2011/12/2 Marti Raudsepp ma...@juffo.org:
 On Fri, Dec 2, 2011 at 16:16, Torsten Zuehlsdorff
 f...@meisterderspiele.de wrote:
 But i clearly have a missunderstanding of other chars, like umlauts or utf-8
 chars. This, for example, should return a 'ö':

 # SELECT chr(x'C3B6'::int);
  chr
 -
  쎶
 (1 row)

 That gives you the Unicode codepoint C3B6, but %C3%B6 is UTF-8-encoded
 and actually decodes to the codepoint 00F6.

 There is a fundamental problem that a decoded URL may actually be a
 binary string -- it might not have a textual representation at all.
 But if text is what you want, RFC3986 strongly suggests using UTF-8
 for encoding text strings in URLs, and that works almost always in the
 real world.

 So the *right* way is to first convert the URL to a binary bytea
 type by fixing all the % escapes, then convert that to UTF-8 encoding
 to handle multibyte characters.

 What I came up with is far from elegant because PostgreSQL lacks
 convenient functions for bytea manipulation (no bytea_agg, etc).
 Stealing a little from Merlin, this is what it looks like:

 CREATE OR REPLACE FUNCTION url_decode(input text) RETURNS text
 LANGUAGE plpgsql IMMUTABLE STRICT AS $$
 DECLARE
  bin bytea = '';
  byte text;
 BEGIN
  FOR byte IN (select (regexp_matches(input, '(%..|.)', 'g'))[1]) LOOP
    IF length(byte) = 3 THEN
      bin = bin || decode(substring(byte, 2, 2), 'hex');
    ELSE
      bin = bin || byte::bytea;
    END IF;
  END LOOP;
  RETURN convert_from(bin, 'utf8');
 END
 $$;

 db=# select url_decode('Hell%C3%B6%20World%21');
  url_decode
 --
  Hellö World!

 db=# select url_decode('%EC%8E%B6');
  url_decode
 
  쎶

 This will break for binary-encoded data in URLs, though.
 db=# select url_decode('%fa%fa%fa');
 ERROR:  invalid byte sequence for encoding UTF8: 0xfa
 CONTEXT:  PL/pgSQL function url_decode line 13 at RETURN

 

 On Fri, Dec 2, 2011 at 17:46, Merlin Moncure mmonc...@gmail.com wrote:
 set client_encoding to latin1;

 postgres=# select unencode('Hell%C3%B6%20World%21');
   unencode
 ---
  Hellö World!
 (1 row)

 Sorry, but AFAICT this makes a mess of encodings and only works by
 pure luck.

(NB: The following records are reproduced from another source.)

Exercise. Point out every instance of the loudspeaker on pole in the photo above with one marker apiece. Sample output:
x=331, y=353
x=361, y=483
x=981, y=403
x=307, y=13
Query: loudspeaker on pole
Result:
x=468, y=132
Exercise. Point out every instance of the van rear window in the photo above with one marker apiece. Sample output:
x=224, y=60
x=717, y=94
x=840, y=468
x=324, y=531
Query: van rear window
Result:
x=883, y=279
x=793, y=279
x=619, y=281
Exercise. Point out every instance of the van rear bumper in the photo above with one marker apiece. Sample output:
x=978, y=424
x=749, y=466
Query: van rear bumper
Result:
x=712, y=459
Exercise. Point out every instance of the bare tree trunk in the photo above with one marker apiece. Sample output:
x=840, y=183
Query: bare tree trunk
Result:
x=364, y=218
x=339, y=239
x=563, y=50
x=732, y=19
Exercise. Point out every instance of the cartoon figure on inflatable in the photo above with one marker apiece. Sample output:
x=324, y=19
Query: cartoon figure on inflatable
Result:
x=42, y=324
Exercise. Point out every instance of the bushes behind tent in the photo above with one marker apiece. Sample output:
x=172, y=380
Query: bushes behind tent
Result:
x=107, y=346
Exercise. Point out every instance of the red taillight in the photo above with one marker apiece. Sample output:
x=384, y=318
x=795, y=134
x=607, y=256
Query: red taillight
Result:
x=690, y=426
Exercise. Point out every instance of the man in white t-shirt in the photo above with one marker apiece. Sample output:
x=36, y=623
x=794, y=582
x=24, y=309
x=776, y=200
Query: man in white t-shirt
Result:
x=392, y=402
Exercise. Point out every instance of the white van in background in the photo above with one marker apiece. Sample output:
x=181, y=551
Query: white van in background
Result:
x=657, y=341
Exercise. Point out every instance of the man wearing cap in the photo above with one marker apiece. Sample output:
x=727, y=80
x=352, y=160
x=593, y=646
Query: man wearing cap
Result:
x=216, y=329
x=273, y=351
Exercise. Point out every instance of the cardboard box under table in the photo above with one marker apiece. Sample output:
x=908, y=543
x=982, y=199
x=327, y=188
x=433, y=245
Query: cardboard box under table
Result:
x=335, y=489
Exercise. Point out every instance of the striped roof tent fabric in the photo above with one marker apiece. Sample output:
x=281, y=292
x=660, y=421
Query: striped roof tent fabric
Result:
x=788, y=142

The server thinks it's sending the client LATIN1 text, but
 it's actually UTF8-encoded and the last decoding step is done by your
 terminal.

 Regards,
 Marti

 --
 Sent via pgsql-general mailing list (pgsql-general@postgresql.org)
 To make changes to your subscription:
 http://www.postgresql.org/mailpref/pgsql-general

-- 
Sent via pgsql-general mailing list (pgsql-general@postgresql.org)
To make changes to your subscription:
http://www.postgresql.org/mailpref/pgsql-general


Re: [GENERAL] How to convert HEX to ASCII?

2011-12-03 Thread Torsten Zühlsdorff

Marti Raudsepp schrieb:

On Fri, Dec 2, 2011 at 16:16, Torsten Zuehlsdorff
f...@meisterderspiele.de wrote:

But i clearly have a missunderstanding of other chars, like umlauts or utf-8
chars. This, for example, should return a 'ö':

# SELECT chr(x'C3B6'::int);
 chr
-
 쎶
(1 row)


That gives you the Unicode codepoint C3B6, but %C3%B6 is UTF-8-encoded
and actually decodes to the codepoint 00F6.

There is a fundamental problem that a decoded URL may actually be a
binary string -- it might not have a textual representation at all.
But if text is what you want, RFC3986 strongly suggests using UTF-8
for encoding text strings in URLs, and that works almost always in the
real world.


Text is what i want. :) I've created a highly specialiced CMS, which 
handle a bunch of big sites (in meaning of a great numbers of users and 
content). It has a build-in traffic-analyze and with this function it 
creates a real time analyze of the keywords, a user used to find the 
sites in search engines. This is very needful if you try to do SEO for 
websites with more than 20.000 unique content-pages. :)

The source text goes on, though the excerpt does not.